Purified and semi-purified polysaccharides characteristic of cereals were fermented in vitro with a pig faecal inoculum, using the cumulative gas production technique, to examine the kinetics and end-products of fermentation after 48 h. It was shown that arabinoxylan and mixed linkage (1,3;1,4) β-glucan were rapidly fermented if soluble, while less soluble substrates (insoluble arabinoxylan, maize and wheat starch granules, and bacterial cellulose) were more slowly fermented. Relevant monosaccharides were fermented at very similar rates to soluble polymeric arabinoxylan and β-glucan, showing that depolymerisation was not a limiting step, in contrast to some previous studies. Bacterial cellulose is shown to be a useful model substrate for fermentation of plant cellulose which is difficult to obtain without harsh chemical treatments. Fermentation end-products were related to kinetics, with slow carbohydrate fermentation resulting in increased protein fermentation. Ratios of short-chain fatty acid products were similar for all arabinoxylan and β-glucan substrates.
Characterization and pH-dependent substrate specificity of alkalophilic xylanase from Bacillus alcalophilus.
Lee, D. S., Lee, K. H., Cho, E. J., Kim, H. M., Kim, C. S. & Bae, H. J. (2012). Journal of Industrial Microbiology & Biotechnology, 39(10), 1465-1475.
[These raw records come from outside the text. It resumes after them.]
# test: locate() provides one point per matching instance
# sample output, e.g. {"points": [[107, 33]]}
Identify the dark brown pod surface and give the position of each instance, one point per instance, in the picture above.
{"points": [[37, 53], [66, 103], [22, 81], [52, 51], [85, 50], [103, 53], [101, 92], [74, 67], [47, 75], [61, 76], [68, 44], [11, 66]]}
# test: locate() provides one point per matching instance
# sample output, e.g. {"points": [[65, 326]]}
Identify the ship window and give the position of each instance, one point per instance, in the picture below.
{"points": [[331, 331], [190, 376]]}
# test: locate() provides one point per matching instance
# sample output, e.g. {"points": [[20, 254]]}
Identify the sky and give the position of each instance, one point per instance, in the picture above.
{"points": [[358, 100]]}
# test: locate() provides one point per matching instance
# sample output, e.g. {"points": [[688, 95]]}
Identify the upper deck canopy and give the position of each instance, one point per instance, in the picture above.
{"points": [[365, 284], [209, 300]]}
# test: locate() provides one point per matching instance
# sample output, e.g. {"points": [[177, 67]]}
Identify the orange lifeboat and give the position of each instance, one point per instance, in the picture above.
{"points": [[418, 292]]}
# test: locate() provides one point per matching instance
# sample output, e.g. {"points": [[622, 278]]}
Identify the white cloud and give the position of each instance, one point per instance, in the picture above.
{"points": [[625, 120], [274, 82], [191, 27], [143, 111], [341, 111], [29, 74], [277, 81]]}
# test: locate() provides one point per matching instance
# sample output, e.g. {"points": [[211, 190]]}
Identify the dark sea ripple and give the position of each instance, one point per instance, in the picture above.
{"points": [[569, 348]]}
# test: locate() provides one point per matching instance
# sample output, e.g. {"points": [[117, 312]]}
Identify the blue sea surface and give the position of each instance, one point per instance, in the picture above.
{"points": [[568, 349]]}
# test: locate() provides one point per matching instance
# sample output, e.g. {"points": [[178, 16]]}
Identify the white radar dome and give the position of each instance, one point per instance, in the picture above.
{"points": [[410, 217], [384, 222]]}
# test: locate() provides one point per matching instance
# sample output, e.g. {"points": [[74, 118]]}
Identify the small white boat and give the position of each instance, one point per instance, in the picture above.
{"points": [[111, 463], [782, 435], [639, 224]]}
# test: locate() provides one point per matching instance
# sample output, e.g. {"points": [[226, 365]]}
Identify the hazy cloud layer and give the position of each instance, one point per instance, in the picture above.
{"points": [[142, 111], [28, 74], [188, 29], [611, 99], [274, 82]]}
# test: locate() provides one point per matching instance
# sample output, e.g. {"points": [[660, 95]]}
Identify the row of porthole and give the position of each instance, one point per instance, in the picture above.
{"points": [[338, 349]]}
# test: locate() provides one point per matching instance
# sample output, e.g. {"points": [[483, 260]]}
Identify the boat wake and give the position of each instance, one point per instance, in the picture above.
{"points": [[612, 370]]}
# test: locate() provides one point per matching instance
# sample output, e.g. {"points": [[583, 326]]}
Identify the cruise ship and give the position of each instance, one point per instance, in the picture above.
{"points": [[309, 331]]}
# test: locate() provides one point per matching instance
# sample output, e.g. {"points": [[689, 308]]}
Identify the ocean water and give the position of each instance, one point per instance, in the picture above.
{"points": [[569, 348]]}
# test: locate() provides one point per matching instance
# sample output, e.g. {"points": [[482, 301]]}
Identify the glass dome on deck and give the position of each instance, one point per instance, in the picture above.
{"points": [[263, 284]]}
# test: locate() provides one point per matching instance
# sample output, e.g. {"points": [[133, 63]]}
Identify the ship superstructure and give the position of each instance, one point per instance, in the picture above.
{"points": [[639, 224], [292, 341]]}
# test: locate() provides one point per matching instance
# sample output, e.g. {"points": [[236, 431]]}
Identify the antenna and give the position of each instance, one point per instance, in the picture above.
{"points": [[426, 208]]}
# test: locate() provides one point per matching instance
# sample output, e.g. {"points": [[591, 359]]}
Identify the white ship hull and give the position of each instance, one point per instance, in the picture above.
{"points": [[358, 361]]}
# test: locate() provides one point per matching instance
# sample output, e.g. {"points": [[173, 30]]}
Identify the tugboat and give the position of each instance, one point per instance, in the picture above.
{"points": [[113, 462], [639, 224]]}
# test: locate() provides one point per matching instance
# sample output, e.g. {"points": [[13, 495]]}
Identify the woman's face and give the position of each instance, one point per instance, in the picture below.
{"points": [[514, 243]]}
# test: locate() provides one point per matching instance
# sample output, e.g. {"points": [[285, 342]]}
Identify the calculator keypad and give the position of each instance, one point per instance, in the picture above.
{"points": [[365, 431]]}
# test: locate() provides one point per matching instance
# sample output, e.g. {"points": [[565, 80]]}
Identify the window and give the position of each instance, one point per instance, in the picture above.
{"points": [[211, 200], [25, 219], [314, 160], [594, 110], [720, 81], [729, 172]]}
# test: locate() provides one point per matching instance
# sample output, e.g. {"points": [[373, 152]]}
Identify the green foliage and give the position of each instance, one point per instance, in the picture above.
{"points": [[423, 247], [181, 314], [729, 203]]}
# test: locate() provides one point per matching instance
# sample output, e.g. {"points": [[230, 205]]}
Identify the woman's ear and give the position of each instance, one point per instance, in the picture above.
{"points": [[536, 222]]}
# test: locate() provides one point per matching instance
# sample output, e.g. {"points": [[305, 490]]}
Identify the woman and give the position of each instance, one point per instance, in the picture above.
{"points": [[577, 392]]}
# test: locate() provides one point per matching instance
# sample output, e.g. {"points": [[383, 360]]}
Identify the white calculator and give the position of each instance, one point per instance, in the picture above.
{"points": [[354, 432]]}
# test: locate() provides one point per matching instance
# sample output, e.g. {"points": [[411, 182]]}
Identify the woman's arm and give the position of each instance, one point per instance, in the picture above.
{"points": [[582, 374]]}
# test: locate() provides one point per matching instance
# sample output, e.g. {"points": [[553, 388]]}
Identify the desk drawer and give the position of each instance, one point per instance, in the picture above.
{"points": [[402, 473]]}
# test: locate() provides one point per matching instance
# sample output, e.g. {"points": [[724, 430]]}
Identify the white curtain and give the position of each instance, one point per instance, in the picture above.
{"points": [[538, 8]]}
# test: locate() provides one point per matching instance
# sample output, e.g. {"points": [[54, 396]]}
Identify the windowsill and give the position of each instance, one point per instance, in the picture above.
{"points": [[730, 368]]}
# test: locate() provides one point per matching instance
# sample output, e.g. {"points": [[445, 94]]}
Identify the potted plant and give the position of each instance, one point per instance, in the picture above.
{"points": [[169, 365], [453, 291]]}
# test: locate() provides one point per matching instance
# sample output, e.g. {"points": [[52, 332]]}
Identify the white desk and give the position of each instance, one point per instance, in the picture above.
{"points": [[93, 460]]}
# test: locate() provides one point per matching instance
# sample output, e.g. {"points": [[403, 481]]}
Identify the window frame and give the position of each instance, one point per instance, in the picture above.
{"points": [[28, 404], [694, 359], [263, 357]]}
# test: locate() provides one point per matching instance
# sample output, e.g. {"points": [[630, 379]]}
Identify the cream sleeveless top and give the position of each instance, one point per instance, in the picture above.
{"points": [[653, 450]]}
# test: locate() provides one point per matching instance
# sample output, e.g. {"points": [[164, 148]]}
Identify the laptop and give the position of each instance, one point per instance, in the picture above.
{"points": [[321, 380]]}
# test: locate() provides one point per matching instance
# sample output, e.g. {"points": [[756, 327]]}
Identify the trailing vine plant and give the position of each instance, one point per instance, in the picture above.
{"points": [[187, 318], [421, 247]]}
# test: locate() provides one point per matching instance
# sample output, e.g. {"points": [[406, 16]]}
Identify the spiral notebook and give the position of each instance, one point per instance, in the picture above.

The gene of endo-beta-1-4 xylanase, xynT, was cloned from Bacillus alcalophilus AX2000 and expressed in Escherichia coli. This XynT, which belongs to glycoside hydrolase (GH) family 10, was found to have a molecular weight of approximately 37 kDa and exhibit optimal activity at pH 7–9 and 50°C. It exhibits a high activity towards birchwood xylan and has the ability to bind avicel. Under optimal conditions, XynT hydrolyzes all xylooligomers into xylobiose as an end product with a preference for cleavage sites at the second or third glycosidic bond from the reducing end. XynT has a different substrate affinity on xylooligomers at pH 5.0, which contributes to its low activity toward xylotriose and its derived intermediate products. This low activity may be due to an unstable interaction with the amino acids that constitute subsites of the active site. Interestingly, the addition of Co2+ and Mn2+ led to a significant increase in activity by up to 40 and 50%, respectively. XynT possesses a high binding affinity and hydrolytic activity toward the insoluble xylan, for which it exhibits high activity at pH 7–9, giving rise to its efficient biobleaching effect on Pinus densiflora kraft pulp.